During 1980–2000, there were 1465 (82%) isolated cases of hypospadias and 323 (18%) infants had one or more additional anomalies diagnosed. Of the infants with multiple anomalies, 103 (5.8%) had a genital anomaly and 220 (12.3%) had other non‐genital malformations. The mean prevalence of isolated, genital and other non‐genital anomalies associated with hypospadias for the 21‐year period was 28.5 (95% CI 27 to 30), 2.0 (95% CI 1.6 to 2.4) and 4.3 (95% CI 3.7 to 4.8) per 10 000 births, respectively. Figure 2 highlights the significant increasing trend over time for isolated and other non‐genital co‐existing anomalies. Congenital anomalies of the genital organs, such as undescended testes, indeterminate sex and other non‐specified anomalies of genital organs (excluding hooded foreskin and chordee), were the most common types of malformations associated with hypospadias (n = 103) and showed a non‐significant increase over time.

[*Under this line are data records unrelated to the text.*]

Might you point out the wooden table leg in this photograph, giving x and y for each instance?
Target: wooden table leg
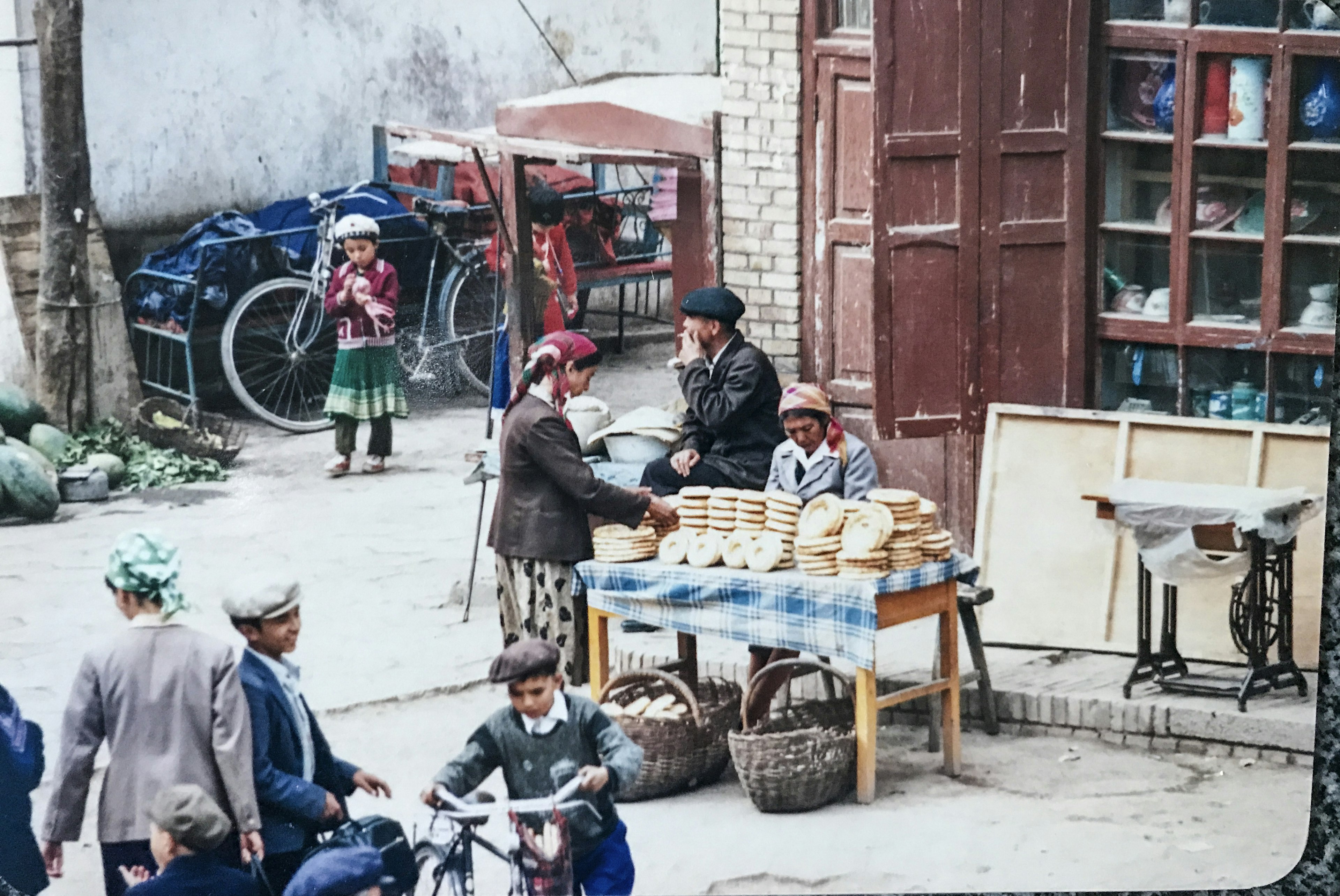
(868, 716)
(688, 659)
(598, 650)
(949, 721)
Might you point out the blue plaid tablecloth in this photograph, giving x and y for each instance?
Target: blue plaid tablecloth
(815, 614)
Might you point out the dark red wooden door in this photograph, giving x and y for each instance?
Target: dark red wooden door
(1035, 57)
(838, 188)
(925, 247)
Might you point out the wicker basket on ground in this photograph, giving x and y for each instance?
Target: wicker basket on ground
(195, 437)
(802, 757)
(677, 755)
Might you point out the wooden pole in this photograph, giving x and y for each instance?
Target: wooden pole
(64, 346)
(524, 326)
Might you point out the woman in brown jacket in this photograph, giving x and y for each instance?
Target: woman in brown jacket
(546, 492)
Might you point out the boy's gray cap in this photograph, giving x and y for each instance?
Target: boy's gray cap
(193, 820)
(524, 659)
(266, 603)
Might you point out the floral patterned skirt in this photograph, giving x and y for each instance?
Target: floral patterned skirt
(536, 600)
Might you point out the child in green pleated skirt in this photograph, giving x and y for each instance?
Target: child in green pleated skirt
(366, 383)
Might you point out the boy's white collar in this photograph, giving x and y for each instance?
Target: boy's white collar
(550, 721)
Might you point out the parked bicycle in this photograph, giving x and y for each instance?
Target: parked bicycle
(447, 858)
(278, 343)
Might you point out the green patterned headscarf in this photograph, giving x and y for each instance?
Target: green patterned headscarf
(144, 564)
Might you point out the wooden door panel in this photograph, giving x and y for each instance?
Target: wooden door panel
(853, 125)
(1035, 57)
(925, 73)
(838, 272)
(854, 350)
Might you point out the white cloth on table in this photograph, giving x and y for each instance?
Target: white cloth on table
(1161, 516)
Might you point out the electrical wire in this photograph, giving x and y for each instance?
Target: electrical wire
(546, 39)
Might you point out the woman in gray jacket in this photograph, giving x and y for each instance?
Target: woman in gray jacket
(169, 704)
(817, 458)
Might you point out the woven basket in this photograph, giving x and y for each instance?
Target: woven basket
(188, 440)
(801, 757)
(677, 755)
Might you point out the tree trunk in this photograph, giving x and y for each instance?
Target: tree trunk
(64, 348)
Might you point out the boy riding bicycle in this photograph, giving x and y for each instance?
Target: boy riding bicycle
(543, 741)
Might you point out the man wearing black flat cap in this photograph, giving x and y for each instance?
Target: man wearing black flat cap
(732, 391)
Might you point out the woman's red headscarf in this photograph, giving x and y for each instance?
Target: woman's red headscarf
(807, 397)
(551, 356)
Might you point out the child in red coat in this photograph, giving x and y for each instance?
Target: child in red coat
(366, 383)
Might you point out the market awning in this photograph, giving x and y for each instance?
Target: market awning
(667, 121)
(494, 144)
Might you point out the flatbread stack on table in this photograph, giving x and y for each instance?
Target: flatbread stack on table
(863, 539)
(617, 543)
(819, 536)
(751, 511)
(937, 547)
(721, 511)
(693, 508)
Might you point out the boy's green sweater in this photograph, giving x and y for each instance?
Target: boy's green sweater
(538, 767)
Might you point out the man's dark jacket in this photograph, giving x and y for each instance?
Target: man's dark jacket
(732, 418)
(21, 773)
(290, 807)
(546, 489)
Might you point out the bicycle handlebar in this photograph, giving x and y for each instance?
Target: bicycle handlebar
(562, 800)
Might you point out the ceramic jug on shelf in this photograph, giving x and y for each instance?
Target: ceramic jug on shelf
(1319, 110)
(1322, 310)
(1320, 15)
(1248, 78)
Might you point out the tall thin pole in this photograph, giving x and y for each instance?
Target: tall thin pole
(64, 345)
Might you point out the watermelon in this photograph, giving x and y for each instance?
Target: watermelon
(112, 465)
(38, 457)
(27, 489)
(49, 440)
(18, 412)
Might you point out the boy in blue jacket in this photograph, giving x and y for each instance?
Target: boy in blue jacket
(301, 785)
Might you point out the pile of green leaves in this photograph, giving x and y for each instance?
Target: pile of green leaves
(147, 466)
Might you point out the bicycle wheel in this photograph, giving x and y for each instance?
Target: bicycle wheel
(466, 308)
(281, 372)
(437, 876)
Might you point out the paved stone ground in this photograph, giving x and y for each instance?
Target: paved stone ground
(1028, 815)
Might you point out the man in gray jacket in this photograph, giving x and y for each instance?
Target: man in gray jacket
(169, 704)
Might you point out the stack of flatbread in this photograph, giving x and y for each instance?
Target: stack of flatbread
(750, 511)
(819, 536)
(782, 515)
(693, 507)
(938, 546)
(767, 552)
(863, 538)
(617, 543)
(905, 543)
(705, 550)
(675, 547)
(721, 511)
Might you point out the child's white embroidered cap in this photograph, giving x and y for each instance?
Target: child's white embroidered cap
(357, 227)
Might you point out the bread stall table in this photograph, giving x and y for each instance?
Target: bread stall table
(817, 614)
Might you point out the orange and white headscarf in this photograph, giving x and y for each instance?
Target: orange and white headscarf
(807, 397)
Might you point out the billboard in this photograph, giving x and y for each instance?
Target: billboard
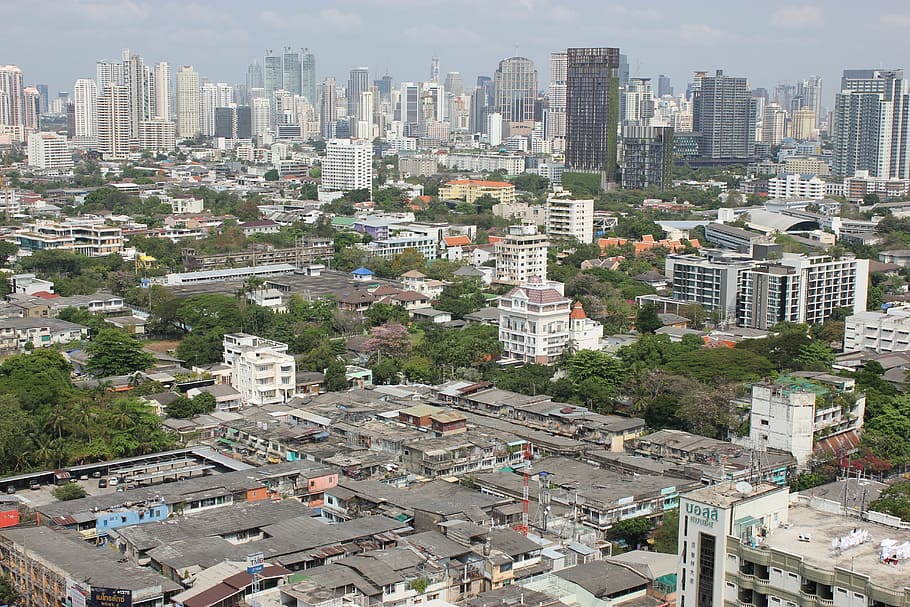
(111, 597)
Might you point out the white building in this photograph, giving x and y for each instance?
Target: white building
(794, 414)
(713, 521)
(570, 219)
(261, 370)
(786, 186)
(521, 255)
(887, 331)
(49, 151)
(348, 165)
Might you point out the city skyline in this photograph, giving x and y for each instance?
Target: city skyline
(777, 42)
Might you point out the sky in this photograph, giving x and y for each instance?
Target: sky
(58, 41)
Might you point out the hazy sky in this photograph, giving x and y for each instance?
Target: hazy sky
(57, 41)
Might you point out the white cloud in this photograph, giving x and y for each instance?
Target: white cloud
(896, 20)
(797, 17)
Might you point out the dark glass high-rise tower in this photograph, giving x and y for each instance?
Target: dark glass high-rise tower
(592, 110)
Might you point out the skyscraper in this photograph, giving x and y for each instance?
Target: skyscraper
(358, 82)
(273, 74)
(592, 110)
(515, 90)
(308, 76)
(114, 122)
(724, 114)
(291, 72)
(162, 104)
(871, 123)
(187, 102)
(85, 96)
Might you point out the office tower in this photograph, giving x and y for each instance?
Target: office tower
(261, 117)
(409, 107)
(774, 124)
(273, 74)
(453, 83)
(137, 77)
(291, 72)
(871, 123)
(348, 165)
(724, 114)
(42, 90)
(11, 111)
(358, 82)
(49, 151)
(556, 97)
(515, 90)
(162, 90)
(85, 95)
(109, 72)
(592, 112)
(647, 156)
(639, 102)
(188, 124)
(114, 122)
(308, 76)
(31, 108)
(254, 76)
(328, 106)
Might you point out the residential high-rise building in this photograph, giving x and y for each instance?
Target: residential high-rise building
(11, 110)
(308, 76)
(773, 124)
(328, 106)
(358, 82)
(254, 76)
(556, 100)
(647, 156)
(31, 108)
(291, 73)
(162, 91)
(515, 93)
(348, 165)
(114, 122)
(592, 110)
(273, 74)
(49, 151)
(188, 122)
(872, 124)
(85, 98)
(724, 114)
(570, 219)
(521, 255)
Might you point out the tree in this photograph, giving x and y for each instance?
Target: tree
(647, 320)
(69, 491)
(113, 352)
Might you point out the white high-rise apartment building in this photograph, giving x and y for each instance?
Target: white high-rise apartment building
(114, 122)
(521, 255)
(49, 151)
(260, 117)
(348, 165)
(261, 370)
(570, 219)
(188, 123)
(85, 107)
(162, 109)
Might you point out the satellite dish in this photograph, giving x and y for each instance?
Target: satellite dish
(743, 487)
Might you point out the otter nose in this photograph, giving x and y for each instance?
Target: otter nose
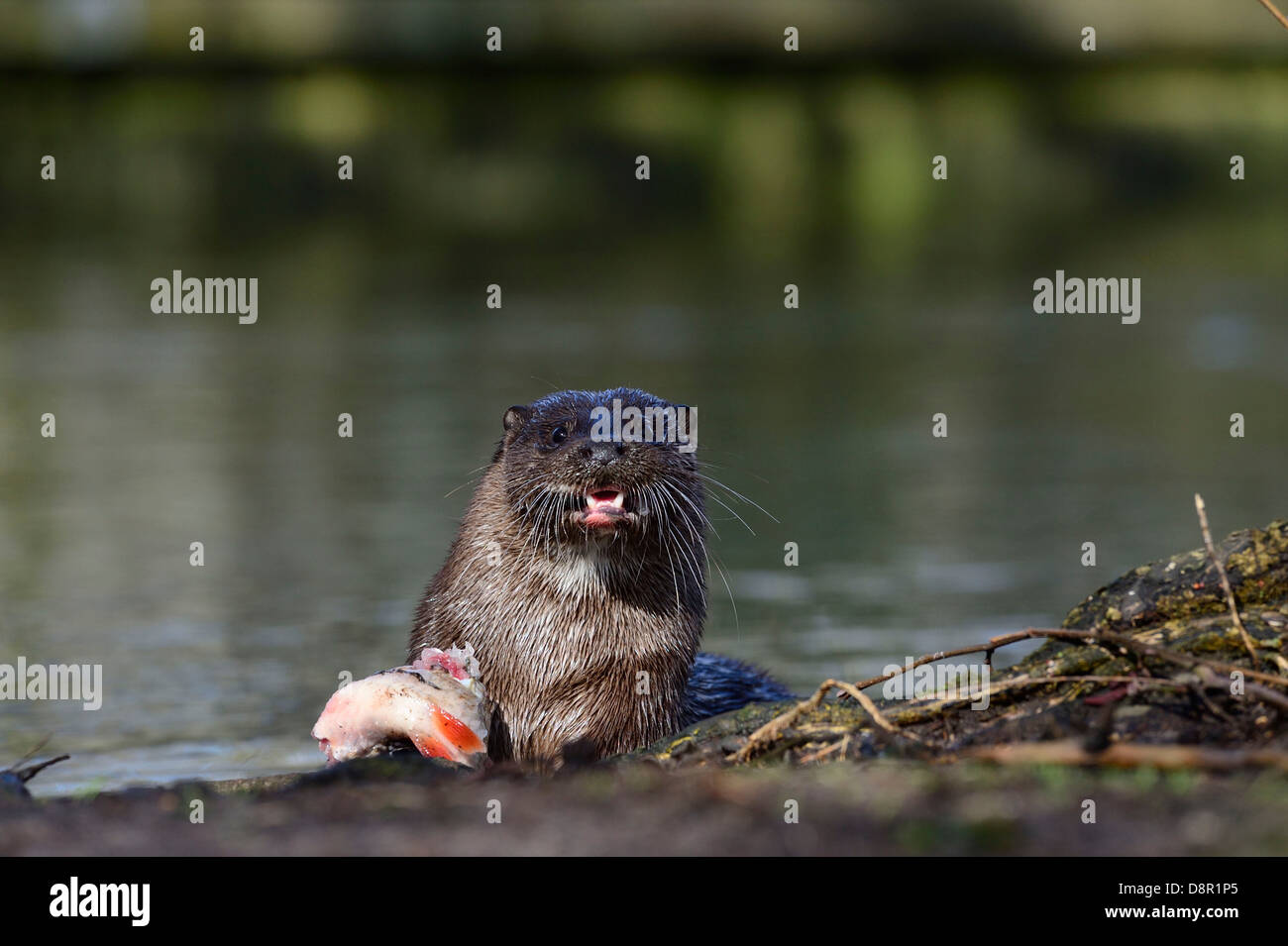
(601, 452)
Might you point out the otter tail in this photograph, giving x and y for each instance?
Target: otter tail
(719, 683)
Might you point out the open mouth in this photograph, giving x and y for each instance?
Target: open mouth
(605, 506)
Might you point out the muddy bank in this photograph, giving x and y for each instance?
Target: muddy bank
(877, 807)
(1128, 706)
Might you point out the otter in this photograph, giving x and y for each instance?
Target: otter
(578, 578)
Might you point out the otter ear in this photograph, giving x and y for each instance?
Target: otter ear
(515, 417)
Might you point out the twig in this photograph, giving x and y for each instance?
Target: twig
(1275, 13)
(1225, 580)
(772, 730)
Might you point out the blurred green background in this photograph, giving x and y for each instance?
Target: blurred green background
(518, 168)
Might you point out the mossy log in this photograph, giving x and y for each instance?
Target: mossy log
(1170, 668)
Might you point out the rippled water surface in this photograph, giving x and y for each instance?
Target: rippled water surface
(176, 429)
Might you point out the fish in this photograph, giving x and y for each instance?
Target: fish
(437, 703)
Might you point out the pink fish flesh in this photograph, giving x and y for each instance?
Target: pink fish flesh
(434, 701)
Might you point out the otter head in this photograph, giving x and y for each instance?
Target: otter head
(603, 468)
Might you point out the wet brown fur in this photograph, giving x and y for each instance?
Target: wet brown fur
(562, 619)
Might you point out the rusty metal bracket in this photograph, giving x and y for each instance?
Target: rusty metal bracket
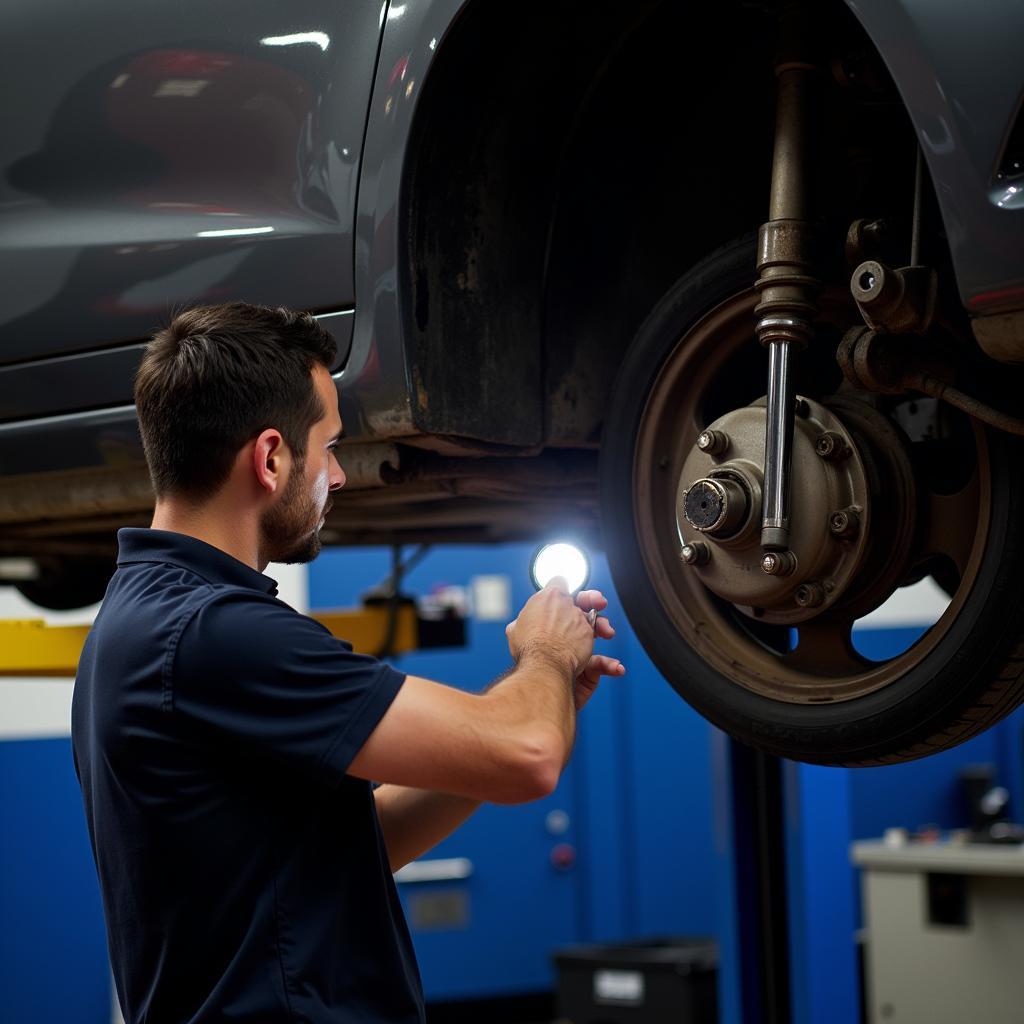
(897, 301)
(871, 360)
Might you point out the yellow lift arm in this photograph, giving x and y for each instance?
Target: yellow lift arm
(30, 647)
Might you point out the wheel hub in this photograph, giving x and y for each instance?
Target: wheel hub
(719, 497)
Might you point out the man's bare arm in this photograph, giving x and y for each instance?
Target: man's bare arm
(416, 820)
(507, 745)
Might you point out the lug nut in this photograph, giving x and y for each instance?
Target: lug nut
(778, 562)
(713, 441)
(810, 595)
(830, 446)
(845, 523)
(695, 554)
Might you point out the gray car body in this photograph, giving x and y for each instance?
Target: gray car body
(100, 240)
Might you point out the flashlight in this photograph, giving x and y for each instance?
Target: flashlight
(559, 558)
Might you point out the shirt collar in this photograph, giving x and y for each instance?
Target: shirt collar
(136, 545)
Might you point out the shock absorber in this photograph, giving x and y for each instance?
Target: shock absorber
(785, 284)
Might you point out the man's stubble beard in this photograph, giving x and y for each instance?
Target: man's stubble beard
(290, 528)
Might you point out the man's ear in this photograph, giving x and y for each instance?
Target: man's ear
(269, 459)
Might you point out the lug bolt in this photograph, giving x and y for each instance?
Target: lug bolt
(713, 441)
(778, 562)
(830, 446)
(695, 554)
(845, 523)
(810, 595)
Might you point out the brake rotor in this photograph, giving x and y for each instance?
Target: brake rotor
(718, 503)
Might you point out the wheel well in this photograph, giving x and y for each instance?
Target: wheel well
(565, 170)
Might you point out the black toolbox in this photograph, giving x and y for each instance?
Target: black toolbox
(655, 981)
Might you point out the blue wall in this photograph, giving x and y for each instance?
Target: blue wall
(639, 797)
(53, 965)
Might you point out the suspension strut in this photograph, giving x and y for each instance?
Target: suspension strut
(785, 284)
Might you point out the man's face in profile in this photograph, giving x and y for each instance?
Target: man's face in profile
(292, 524)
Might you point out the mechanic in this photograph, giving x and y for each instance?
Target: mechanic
(224, 742)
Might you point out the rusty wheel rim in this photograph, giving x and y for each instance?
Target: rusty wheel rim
(824, 666)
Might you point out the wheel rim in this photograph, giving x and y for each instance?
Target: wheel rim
(950, 526)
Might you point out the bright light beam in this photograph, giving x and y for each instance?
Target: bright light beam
(562, 559)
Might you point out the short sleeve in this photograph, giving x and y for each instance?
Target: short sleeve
(259, 676)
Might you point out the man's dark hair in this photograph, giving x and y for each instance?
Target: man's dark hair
(217, 377)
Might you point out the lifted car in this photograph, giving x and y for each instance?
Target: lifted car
(534, 229)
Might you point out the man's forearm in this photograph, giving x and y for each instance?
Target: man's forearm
(416, 820)
(539, 689)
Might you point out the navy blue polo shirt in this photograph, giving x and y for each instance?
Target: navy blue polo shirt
(244, 873)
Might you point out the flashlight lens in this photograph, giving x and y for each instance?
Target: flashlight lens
(561, 559)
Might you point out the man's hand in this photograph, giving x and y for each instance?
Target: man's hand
(598, 665)
(551, 626)
(549, 621)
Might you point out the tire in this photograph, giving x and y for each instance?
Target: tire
(965, 675)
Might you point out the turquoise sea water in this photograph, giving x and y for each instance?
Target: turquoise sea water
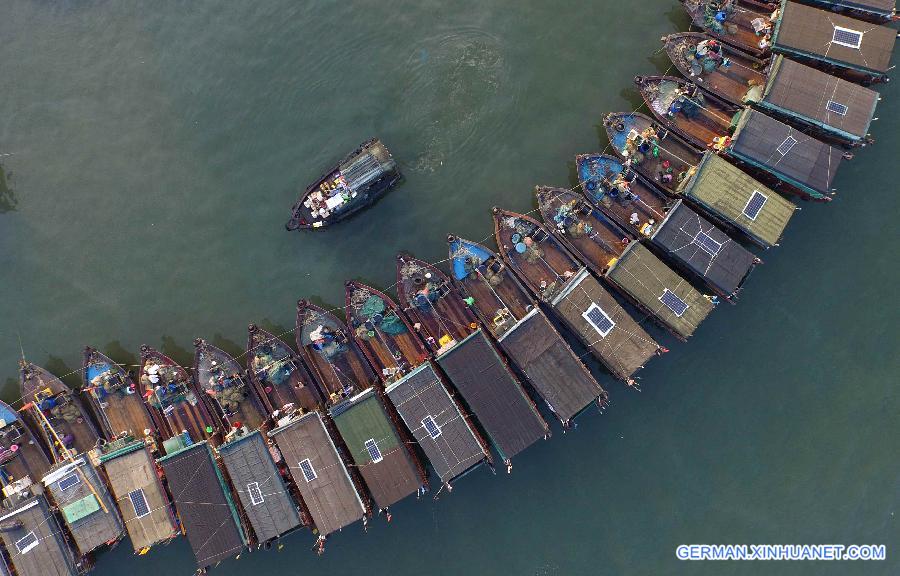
(150, 152)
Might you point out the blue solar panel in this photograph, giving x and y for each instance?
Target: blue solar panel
(837, 108)
(847, 37)
(706, 242)
(597, 318)
(673, 302)
(755, 204)
(307, 469)
(374, 452)
(69, 481)
(139, 501)
(431, 426)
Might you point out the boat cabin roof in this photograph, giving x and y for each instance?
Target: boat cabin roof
(836, 105)
(703, 248)
(834, 38)
(377, 448)
(501, 405)
(798, 159)
(667, 295)
(263, 495)
(204, 504)
(319, 473)
(436, 422)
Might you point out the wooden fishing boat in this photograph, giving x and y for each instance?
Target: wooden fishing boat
(682, 107)
(61, 414)
(653, 151)
(745, 24)
(794, 92)
(731, 79)
(328, 348)
(875, 11)
(113, 395)
(351, 185)
(846, 47)
(176, 404)
(279, 374)
(23, 457)
(227, 387)
(384, 334)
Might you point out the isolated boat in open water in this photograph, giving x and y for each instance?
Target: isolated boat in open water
(178, 408)
(56, 412)
(741, 23)
(850, 48)
(114, 397)
(227, 387)
(351, 185)
(279, 374)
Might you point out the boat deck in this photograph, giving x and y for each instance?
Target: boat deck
(331, 353)
(427, 298)
(592, 234)
(665, 162)
(731, 82)
(279, 374)
(114, 397)
(539, 258)
(223, 380)
(382, 331)
(177, 402)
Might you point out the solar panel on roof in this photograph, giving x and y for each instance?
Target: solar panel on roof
(599, 319)
(836, 107)
(754, 205)
(673, 302)
(139, 501)
(26, 543)
(255, 493)
(374, 452)
(308, 472)
(786, 146)
(707, 243)
(431, 426)
(847, 37)
(69, 481)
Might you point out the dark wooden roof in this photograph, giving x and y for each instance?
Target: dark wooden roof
(250, 468)
(52, 556)
(809, 32)
(129, 469)
(624, 350)
(90, 530)
(723, 269)
(804, 92)
(206, 510)
(498, 401)
(331, 497)
(421, 394)
(809, 164)
(395, 476)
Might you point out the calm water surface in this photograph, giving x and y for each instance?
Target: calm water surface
(150, 152)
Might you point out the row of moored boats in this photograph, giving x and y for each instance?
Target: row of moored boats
(236, 454)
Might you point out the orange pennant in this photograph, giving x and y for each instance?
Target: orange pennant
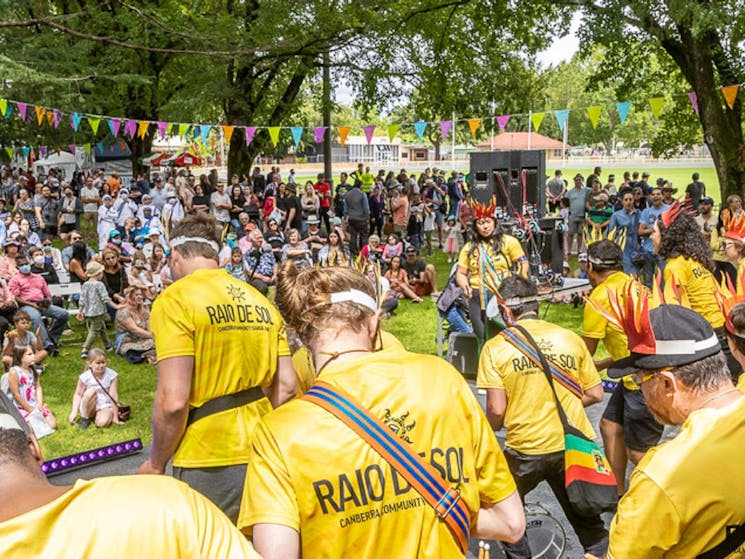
(343, 133)
(730, 94)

In addition to anomalies of genital organs, the most common types of co‐existing malformations included congenital anomalies of the urinary system (4.6%), musculoskeletal defects (4.3%) and cardiovascular defects (3.6%) (table 1). The rate of co‐existing anomalies associated with hypospadias was higher than in the general population of male births (table 1) and there was no trend in the proportion of co‐existing anomalies over time.

Table 1 Type and number of congenital anomalies associated with hypospadias and overall rate in the Western Australian population, 1980–2000.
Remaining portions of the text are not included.